社有車を保有するコストを抑えられる一方で、業務中の事故による損害賠償や保険の不適用、車検切れなど、企業が見落としやすいリスクも存在します。
「個人の車だから事故が起きても本人の責任だろう」と考えていると、思わぬ法的責任や管理上の問題につながる可能性があります。
本記事では、マイカー業務使用に潜むリスクから、企業が確認すべき書類まで、実務担当者向けにわかりやすく解説します。
マイカー業務使用(借上車両制度)とは
マイカー業務使用とは、従業員が所有する自家用車を会社の業務で使用する運用形態です。
営業活動や顧客訪問、現場巡回、配送業務などで使用されることが多く、「借上車両制度」と呼ばれることもあります。
企業側には次のようなメリットがあります。
- 社有車購入費を削減できる
- 車両維持費を抑えられる
- 駐車場コストを削減できる
- 車両管理の負担を軽減できる
一方で、事故発生時の責任や保険管理、書類管理など、社有車とは異なるリスクへの対応が必要になります。
なぜマイカー業務使用は会社のリスクになるのか
マイカーは従業員の私有財産ですが、業務中の運転は会社の業務の一部とみなされます。
そのため、従業員が業務中に事故を起こした場合、従業員本人だけでなく会社も責任を問われる可能性があります。
重要なのは車の所有者ではなく、「誰のために運転していたのか」という点です。
営業先への訪問や顧客対応など、会社の利益のために運転していた場合には、企業側にも責任が及ぶケースがあります。
マイカー業務使用に潜む4つのリスク
1. 使用者責任による損害賠償リスク
従業員が業務中に事故を起こした場合、企業は民法第715条に基づく使用者責任を問われる可能性があります。
例えば営業先へ向かう途中で事故を起こし第三者に損害を与えた場合、被害者は従業員だけでなく会社にも損害賠償を請求できます。

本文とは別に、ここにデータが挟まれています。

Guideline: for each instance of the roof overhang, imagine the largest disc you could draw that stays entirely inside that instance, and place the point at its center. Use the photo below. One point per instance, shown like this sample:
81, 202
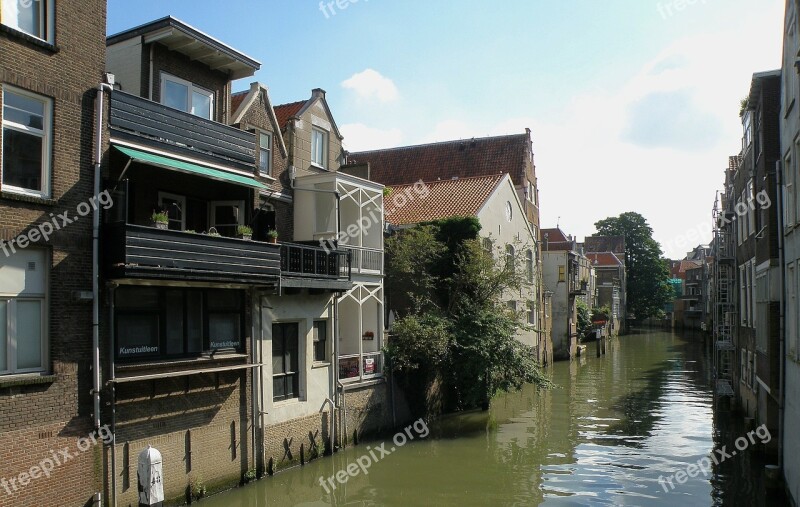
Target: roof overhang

事故の規模によっては高額な損害賠償へ発展することもあります。
(使用者等の責任)
第七百十五条 ある事業のために他人を使用する者は、被用者がその事業の執行について第三者に加えた損害を賠償する責任を負う。ただし、使用者が被用者の選任及びその事業の監督について相当の注意をしたとき、又は相当の注意をしても損害が生ずべきであったときは、この限りでない。
引用:民法 | e-Gov 法令検索
労働災害の発生と企業の責任について
厚生労働省の資料によると、労働災害が発生した場合、企業は事故の状況に応じて次のような責任を負う可能性があるとしています。
- 刑事上の責任
- 労働安全衛生法違反、業務上過失致死傷罪
- 民事上の責任
- 不法行為責任や安全配慮、義務違反による損害賠償
- 行政上の責任
- 作業停止・使用停止等の行政処分
- 補償上の責任
- 労働基準法及び労働者災害補償保険法による補償
- 社会的な責任
- 企業の信用低下、存在基盤の喪失
このように、労働災害が発生した場合は、損害賠償だけでなく、法令遵守や補償対応、企業の信用維持まで幅広い観点で対応する必要があります。マイカー業務使用を認める企業においても、事故発生時のリスクを踏まえ、適切な管理体制を整備することが重要です。

2. 任意保険の不適用リスク
企業が見落としやすいのが保険の問題です。従業員が加入している任意保険は、契約内容によっては業務使用時の事故を十分に補償できない場合があります。また、補償額が不足しているケースも少なくありません。

企業が社内基準として検討すべき保険条件
必要な補償条件は企業の規程や業務内容によって異なりますが、一般的には以下の項目を確認します。
| 確認項目 | 確認内容 |
| 対人賠償 | 無制限 |
| 対物賠償 | 無制限 |
| 人身傷害保険 | 加入推奨 |
| 弁護士費用特約 | 加入推奨 |
| 業務使用対応(使用目的) | 必須確認 |
| 運転者限定条件 | 確認必須 |
| 年齢条件 | 確認必須 |
業務使用を認める場合は、保険証券の提出と定期確認を必須とすることが重要です。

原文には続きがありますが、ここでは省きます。